I remember one time early in my career, we were in a close game and I got a chance to come in. The bases were loaded with two outs, and I got to pinch hit. I came in and I hit a double in a gap to the fence. I cleared the bases, and I stopped at second base, eyes fixed on my teammate who had started at first base. I held my breath, hoping he would slide into home plate and score. He did! We scored three runs, and I was excited. My coach called time out from where he was coaching at third base, and he called me over
Coach Gene Schultz was never an emotional person, so you never really knew what he was going to say. I got over there, expecting maybe a pat on the back, but he made no comment about the double, didn’t say “good job.” Instead, he asked me, “Where should you be right now?” That was it. I said, “You tell me.” To which he replied, “You should be standing right next to me here at third base. You got caught up in the drama and watching the play, but you should be right here.” I had failed to follow his most important golden rule: We over Me. My mental percentage dropped.
In the small town in Iowa where I grew up, baseball was it. Everybody played, including me. Our high school was small, but we just happened to have a great baseball team; we won numerous state titles over the years and made a real name for ourselves. We didn’t send a lot of players to play college ball, and we didn’t send any to the Major League that I am aware of, but before, during, and long after my time on the team, we were great. The reason was clear; for 45 years, our team was coached by Gene Schultz. To this day, Coach Schultz is the winningest high school baseball coach in the nation.
Coach Schultz played baseball in college and then came straight to our high school, where he stayed for his whole career. He was not like other high school baseball coaches at the time. Like all the others, he was a fanatic for stats. He kept stats on all the things you would expect: batting average, on base percentage, stealing percentage, balls, strikes, wins, losses, etc. But he spent most of his time tracking different stats, which he called Mental Statistics. They revealed what he considered to be the most important part of the game: where was your head during any given play? If it wasn’t in the right place, you were not contributing your best to your team.
Here are a few examples of things he kept stats on. If you’re an outfielder, did you throw the ball to the right place? When you threw it back in, did you hit the cutoff person? Did you throw it to a base? If you’re playing center field and the ball is hit to right field, did you go back up your partner, or did you just stay in your space? The list was long. He used them to calculate what he called mental percentages. Ultimately, there’s only one right action in every scenario; what percentage of the time did you see it, and did you do it?

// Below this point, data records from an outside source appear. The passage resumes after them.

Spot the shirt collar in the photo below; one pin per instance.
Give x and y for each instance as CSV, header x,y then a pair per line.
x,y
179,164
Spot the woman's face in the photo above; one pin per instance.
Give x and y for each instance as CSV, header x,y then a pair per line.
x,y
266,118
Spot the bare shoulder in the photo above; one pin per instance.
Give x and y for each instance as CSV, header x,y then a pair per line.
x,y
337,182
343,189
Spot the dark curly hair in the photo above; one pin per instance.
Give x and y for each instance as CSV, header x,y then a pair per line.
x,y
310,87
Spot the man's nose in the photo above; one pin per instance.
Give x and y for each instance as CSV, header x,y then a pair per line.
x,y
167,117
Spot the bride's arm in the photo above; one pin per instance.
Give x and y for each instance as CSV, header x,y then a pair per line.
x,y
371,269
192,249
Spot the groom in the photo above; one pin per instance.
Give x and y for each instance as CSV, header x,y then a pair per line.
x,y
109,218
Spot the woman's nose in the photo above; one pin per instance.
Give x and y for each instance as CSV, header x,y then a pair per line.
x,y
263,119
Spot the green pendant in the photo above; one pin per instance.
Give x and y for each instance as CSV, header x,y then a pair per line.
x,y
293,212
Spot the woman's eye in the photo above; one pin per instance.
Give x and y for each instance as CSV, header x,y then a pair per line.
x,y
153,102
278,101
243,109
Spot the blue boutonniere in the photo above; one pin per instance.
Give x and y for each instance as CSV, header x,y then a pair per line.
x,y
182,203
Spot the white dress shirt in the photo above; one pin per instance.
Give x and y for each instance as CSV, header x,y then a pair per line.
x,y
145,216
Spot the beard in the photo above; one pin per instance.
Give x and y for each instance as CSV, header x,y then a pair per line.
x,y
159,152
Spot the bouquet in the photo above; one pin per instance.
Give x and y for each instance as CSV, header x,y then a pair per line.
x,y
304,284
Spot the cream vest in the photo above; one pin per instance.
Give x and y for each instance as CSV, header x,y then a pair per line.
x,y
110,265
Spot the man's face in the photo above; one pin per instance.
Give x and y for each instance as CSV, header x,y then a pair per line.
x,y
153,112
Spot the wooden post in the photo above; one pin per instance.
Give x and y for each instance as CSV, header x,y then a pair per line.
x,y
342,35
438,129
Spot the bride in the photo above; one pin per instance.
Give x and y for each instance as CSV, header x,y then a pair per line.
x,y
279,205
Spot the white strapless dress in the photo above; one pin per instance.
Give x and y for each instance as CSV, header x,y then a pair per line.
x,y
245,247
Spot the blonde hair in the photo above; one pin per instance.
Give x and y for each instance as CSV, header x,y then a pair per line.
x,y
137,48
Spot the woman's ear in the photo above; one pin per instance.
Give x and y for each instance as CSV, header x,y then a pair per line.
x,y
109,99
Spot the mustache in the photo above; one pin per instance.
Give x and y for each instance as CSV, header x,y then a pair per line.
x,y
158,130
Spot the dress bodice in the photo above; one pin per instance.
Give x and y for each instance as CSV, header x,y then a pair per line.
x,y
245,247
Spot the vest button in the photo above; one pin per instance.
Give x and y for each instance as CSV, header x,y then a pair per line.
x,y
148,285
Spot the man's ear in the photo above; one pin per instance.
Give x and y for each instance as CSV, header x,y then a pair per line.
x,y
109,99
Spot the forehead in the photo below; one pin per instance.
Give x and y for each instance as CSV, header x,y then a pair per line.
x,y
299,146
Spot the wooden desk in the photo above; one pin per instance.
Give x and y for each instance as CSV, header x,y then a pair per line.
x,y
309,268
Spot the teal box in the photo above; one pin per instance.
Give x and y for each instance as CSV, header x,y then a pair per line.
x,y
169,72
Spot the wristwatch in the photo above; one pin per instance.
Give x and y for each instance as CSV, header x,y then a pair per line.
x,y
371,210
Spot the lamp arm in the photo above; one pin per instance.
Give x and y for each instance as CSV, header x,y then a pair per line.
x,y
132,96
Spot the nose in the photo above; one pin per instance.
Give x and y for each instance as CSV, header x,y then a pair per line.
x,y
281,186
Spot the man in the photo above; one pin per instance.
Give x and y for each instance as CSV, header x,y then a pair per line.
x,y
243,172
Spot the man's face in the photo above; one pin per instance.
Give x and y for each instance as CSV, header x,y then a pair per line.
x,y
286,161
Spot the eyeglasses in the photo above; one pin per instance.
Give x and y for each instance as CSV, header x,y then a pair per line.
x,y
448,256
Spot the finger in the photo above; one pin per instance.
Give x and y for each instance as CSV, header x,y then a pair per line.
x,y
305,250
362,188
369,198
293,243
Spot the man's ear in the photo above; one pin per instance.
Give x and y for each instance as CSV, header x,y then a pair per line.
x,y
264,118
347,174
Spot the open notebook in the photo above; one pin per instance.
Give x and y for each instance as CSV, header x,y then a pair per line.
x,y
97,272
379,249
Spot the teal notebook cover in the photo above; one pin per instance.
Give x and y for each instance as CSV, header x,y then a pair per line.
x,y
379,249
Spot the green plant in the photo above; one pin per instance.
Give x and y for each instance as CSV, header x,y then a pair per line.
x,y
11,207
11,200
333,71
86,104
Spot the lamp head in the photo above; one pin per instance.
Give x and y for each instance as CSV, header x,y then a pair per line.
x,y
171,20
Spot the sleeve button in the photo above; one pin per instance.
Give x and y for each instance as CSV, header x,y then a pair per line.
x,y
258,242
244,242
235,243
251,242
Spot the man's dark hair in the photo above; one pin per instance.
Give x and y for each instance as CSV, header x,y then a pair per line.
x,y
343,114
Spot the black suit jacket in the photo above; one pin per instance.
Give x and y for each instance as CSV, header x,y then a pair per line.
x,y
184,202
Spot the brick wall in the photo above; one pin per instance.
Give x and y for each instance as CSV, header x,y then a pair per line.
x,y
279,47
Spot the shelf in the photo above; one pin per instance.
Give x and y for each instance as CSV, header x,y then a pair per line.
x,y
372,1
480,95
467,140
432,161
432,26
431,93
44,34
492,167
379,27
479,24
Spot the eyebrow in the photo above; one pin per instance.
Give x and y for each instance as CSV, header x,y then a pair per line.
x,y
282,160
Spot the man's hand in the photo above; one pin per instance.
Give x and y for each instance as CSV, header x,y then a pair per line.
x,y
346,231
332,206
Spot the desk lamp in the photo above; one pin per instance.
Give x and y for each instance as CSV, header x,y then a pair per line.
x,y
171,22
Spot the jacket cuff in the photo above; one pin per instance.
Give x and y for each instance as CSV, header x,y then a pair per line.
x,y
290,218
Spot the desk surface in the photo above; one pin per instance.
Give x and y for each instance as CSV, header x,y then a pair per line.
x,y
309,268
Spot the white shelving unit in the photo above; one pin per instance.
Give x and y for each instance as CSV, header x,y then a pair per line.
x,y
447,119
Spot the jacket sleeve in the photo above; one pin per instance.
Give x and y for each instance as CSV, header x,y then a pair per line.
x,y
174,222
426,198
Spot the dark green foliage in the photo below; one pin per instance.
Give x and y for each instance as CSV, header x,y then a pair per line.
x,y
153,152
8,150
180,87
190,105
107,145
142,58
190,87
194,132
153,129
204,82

As I’ve reflected on the lessons I learned from Coach Schultz back in high school, I can see two main reasons for his great success: attention to detail, and the “we over me” mindset.
The mental stats are a great example of his extreme attention to detail. To help us improve our mental percentage, he relied on repetition. We basically had the same two-hour practice over and over for all the years I played for him. Our focus was always the same: practice plays and then consider; did you have a plan for what you were going to do if the ball was hit here or if it was hit there? Were you thinking ahead instead of reacting in the moment? Were you aware of where people were on base? Our consistent and intense focus on this, over and over, helped us get better and helped us win.

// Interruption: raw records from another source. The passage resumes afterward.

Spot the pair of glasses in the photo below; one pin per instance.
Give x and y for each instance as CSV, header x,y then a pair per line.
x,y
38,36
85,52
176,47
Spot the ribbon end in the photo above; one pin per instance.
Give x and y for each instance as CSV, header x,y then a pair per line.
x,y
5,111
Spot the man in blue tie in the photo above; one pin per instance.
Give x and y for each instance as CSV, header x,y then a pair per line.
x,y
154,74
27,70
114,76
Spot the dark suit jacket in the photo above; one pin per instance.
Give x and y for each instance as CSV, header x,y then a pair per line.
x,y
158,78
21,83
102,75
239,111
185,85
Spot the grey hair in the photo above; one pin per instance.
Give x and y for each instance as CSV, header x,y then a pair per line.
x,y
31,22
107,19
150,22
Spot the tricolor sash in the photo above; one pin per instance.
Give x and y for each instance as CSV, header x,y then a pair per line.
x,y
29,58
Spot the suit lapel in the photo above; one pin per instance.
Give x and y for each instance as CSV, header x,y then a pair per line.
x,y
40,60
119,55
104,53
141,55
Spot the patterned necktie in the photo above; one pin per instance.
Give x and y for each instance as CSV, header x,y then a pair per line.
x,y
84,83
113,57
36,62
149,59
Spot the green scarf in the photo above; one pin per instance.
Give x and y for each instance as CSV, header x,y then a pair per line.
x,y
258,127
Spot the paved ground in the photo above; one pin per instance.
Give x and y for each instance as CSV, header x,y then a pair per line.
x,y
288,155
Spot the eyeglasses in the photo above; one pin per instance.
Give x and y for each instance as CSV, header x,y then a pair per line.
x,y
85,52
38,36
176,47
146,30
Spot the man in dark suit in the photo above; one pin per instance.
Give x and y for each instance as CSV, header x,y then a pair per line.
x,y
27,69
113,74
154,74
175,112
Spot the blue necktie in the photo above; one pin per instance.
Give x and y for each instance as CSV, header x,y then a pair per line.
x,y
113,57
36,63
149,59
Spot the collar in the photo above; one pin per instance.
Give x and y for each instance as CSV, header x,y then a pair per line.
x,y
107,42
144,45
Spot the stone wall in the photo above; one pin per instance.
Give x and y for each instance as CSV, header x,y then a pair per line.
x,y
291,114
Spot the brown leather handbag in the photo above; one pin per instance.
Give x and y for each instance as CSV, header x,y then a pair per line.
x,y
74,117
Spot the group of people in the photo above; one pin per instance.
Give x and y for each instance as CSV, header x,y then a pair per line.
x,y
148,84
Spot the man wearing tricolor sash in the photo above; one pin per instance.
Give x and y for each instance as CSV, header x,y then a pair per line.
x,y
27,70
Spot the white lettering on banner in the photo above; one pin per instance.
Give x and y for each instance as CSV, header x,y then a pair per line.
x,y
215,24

The “we over me” mindset perhaps explains why, despite his incredible number of wins, Coach Schultz did not produce a bunch of great, professional ball players. He wasn’t coaching players, he was coaching teams. On his team, there was no room for ego and no room for individualism.

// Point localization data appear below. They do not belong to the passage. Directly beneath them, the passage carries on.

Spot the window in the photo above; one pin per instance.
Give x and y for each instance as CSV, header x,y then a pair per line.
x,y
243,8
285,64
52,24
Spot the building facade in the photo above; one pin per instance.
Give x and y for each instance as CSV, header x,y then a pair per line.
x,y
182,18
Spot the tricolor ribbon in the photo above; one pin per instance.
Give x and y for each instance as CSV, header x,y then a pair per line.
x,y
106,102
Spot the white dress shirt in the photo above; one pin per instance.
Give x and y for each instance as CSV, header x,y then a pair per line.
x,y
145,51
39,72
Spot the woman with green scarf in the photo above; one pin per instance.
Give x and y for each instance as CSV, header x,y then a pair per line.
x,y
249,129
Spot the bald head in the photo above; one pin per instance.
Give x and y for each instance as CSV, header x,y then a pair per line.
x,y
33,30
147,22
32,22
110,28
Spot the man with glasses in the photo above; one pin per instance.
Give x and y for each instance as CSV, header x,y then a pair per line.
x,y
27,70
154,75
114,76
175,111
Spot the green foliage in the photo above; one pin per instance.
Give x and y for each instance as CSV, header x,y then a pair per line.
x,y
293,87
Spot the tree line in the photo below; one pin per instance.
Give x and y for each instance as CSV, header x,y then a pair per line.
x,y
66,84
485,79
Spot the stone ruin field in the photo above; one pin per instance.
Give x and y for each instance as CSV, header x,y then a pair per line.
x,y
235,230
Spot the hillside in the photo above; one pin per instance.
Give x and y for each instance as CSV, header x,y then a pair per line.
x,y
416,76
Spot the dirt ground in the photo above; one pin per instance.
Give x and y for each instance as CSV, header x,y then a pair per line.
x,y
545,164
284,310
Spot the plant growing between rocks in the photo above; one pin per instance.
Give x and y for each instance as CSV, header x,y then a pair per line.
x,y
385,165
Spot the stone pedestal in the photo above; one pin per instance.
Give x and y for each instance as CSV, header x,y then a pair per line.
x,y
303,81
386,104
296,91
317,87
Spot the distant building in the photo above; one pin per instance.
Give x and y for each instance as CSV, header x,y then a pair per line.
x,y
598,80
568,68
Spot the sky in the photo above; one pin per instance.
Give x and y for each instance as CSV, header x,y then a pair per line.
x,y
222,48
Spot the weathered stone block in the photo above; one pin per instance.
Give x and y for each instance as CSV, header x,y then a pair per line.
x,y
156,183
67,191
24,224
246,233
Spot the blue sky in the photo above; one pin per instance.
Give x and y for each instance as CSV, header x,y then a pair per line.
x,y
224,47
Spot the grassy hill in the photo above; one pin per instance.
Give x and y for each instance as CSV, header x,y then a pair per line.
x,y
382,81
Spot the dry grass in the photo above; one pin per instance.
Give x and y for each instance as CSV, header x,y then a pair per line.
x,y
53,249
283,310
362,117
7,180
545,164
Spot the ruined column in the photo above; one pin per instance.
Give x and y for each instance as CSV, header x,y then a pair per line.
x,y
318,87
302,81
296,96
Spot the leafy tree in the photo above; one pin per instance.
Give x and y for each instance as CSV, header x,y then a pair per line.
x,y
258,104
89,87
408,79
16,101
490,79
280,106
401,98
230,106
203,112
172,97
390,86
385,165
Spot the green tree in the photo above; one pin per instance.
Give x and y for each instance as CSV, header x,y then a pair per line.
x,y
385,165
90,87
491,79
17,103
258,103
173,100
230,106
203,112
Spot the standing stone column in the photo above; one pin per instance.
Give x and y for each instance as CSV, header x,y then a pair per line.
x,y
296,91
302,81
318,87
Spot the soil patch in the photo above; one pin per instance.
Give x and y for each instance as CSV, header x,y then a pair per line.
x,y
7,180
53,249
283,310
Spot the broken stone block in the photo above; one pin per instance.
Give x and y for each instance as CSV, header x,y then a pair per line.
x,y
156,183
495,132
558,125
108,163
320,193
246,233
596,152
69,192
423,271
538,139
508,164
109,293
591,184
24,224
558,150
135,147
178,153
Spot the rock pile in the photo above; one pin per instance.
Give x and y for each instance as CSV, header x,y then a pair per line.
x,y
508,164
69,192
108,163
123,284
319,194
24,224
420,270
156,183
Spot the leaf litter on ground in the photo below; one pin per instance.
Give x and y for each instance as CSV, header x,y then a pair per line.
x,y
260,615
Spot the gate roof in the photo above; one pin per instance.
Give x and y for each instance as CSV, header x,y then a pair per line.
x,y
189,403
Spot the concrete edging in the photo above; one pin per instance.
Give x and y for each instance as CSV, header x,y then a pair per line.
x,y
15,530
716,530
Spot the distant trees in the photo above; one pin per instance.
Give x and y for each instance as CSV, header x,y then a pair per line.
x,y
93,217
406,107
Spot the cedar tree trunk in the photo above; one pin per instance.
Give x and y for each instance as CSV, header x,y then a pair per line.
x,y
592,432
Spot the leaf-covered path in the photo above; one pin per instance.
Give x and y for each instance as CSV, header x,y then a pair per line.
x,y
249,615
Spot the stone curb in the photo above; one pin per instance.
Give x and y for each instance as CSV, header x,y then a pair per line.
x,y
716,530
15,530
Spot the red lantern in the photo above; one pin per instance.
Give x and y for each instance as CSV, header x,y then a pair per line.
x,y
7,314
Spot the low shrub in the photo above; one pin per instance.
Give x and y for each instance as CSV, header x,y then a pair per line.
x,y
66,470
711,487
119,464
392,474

In business, all of this translates to a mindset as well as specific behaviors. Attention to detail and “we over me” sit at the foundation of both. At World Class Industries, I measure for accountability, but mostly I measure for improvement. There is always learning going on, and the attention to detail helps me capture and apply that learning. As for “we over me,” this takes us right back to Stephen Covey. If you think back to The Seven Habits of Highly Effective People, you will recall that one of them is creating win-win scenarios. If you are winning because someone else is losing, or if you’re looking good because somebody else is looking bad, that is not a sustainable approach to winning.
As a People First, Evergreen® company, in it for the long haul and aiming to last 100 years or more, the short wins and the individual wins just won’t cut it. Gene Schultz coached us to win, but we had to win the right way. As a team.